With that in mind writing tutorials with REPLs like ghci, irb, R would be
more pleasant.

This could be done easily using the techniques described in the scripting documentation.

I opened a seperate issure #656 for it.

Hi. I'm also looking for this feature :)
I found Marked.app has a nice extension:

  <<[Code title](folder/filename)

Same syntax is also supported by Leanpub system. I think some "include feature" is a must if you write large text in markdown.
Now I'm using Marked.app with Custom Markdown processor configured for pandoc, so I can include files that include files and so on. Very useful if you are writing a little book with code source samples :). But is a bit tedious need printing to PDF from the Marked.app. Having this feature in pandoc will allow for command line automation :)

@jcangas -> it looks like ThoughtBot has done this before, based on looking at the raw markdown files from their Backbone on Rails book.

@jasonm was the person who worked on the project.

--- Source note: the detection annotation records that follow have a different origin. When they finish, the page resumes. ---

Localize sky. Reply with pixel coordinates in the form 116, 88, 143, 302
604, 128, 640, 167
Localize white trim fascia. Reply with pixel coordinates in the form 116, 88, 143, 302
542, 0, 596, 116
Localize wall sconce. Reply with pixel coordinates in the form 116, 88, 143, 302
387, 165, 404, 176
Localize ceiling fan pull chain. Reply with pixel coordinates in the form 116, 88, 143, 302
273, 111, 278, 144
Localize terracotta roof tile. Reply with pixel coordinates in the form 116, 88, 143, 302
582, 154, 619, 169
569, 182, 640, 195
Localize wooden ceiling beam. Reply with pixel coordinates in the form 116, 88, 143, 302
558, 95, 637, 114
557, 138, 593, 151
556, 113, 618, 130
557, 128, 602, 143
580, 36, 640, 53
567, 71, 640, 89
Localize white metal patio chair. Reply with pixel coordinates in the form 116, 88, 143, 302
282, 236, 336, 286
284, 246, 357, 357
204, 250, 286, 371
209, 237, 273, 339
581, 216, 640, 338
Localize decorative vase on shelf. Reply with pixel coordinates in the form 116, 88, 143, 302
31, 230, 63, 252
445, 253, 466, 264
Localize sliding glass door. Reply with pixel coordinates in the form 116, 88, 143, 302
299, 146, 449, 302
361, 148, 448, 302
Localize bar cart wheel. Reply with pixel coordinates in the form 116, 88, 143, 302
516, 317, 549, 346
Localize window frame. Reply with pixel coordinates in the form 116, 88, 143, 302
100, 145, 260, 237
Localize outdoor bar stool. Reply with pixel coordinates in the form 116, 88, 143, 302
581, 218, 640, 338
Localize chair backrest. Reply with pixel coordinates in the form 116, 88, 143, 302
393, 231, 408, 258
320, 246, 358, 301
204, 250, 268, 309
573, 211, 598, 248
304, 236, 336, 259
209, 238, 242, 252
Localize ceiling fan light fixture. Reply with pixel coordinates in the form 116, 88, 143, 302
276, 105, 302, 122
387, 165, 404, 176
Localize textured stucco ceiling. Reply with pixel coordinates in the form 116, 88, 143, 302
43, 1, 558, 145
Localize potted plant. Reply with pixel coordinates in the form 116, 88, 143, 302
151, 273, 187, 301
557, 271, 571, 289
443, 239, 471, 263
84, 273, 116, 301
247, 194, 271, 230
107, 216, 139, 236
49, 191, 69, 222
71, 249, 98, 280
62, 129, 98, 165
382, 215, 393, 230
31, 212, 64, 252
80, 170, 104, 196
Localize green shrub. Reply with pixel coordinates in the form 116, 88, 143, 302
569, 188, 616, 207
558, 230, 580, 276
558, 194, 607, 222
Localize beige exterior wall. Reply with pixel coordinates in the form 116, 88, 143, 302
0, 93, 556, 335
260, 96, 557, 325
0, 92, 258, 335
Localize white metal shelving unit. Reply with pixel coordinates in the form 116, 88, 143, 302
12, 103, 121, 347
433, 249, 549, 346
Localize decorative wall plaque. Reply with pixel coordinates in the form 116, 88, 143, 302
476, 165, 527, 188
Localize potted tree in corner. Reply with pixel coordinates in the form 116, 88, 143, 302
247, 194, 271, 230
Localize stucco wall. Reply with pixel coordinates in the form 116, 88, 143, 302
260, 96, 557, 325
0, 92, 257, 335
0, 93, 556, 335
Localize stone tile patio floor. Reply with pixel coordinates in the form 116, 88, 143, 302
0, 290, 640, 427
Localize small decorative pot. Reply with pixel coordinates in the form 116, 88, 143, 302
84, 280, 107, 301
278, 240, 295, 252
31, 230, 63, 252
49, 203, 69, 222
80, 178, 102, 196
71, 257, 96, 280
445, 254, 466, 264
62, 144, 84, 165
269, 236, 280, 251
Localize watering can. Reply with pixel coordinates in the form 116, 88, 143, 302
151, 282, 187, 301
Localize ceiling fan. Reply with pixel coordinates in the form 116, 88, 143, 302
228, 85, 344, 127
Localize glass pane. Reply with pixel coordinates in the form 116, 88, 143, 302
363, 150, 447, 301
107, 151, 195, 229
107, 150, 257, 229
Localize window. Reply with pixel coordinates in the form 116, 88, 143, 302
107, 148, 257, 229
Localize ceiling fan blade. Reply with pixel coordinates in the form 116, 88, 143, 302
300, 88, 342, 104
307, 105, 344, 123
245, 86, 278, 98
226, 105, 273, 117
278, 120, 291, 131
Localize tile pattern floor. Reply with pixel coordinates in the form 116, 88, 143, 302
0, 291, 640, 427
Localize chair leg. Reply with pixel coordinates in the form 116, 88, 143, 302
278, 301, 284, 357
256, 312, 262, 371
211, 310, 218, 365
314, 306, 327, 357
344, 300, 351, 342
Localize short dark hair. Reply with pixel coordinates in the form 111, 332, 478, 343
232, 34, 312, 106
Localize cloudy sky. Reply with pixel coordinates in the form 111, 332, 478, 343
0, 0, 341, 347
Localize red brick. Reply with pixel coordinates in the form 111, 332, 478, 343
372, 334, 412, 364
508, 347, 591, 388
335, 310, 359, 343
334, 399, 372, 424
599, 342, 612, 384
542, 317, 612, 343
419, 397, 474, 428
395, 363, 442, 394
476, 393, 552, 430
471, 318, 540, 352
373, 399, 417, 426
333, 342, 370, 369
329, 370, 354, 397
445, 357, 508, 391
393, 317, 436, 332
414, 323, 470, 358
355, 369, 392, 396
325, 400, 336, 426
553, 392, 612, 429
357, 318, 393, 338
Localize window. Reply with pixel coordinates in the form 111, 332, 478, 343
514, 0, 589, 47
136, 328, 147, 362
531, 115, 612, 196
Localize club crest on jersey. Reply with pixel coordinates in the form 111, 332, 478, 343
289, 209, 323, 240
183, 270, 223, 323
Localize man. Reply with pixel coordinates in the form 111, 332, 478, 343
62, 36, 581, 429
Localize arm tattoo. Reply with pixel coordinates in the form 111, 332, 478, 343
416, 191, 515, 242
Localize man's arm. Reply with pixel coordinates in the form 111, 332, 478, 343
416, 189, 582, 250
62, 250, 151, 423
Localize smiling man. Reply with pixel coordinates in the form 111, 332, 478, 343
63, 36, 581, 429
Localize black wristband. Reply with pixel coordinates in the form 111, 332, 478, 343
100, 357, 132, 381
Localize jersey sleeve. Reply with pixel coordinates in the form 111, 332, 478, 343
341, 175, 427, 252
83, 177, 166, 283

@thewatts, Thanks for the clue. It is very easy to follow the "do your self" way, of course: I have a bit of Ruby that does the magic. But I see value in it as a standard feature with a standard syntax a no need for externals tools...

Found what they use - they have a rakefile that will take and parse the <<[Code title](folder/filename) code, and then add it into the main file.

There is gpp in Pandoc Extras mentionned by @daroczig that can be used to include file directly (gpp is a gcc-like preprocessor) and much more. It provides a syntax to preprocess files and execute commands and the file inclusion could be achieved through #include I'm currently working on a python wrapper aiming at using gpp to preprocess special commands in a markdown file before providing it to pandoc (things like file inclusion, code inclusion, color, underline, etc).
I will soon put it on github and if people are interested in such a wrapper I will add some more info about it.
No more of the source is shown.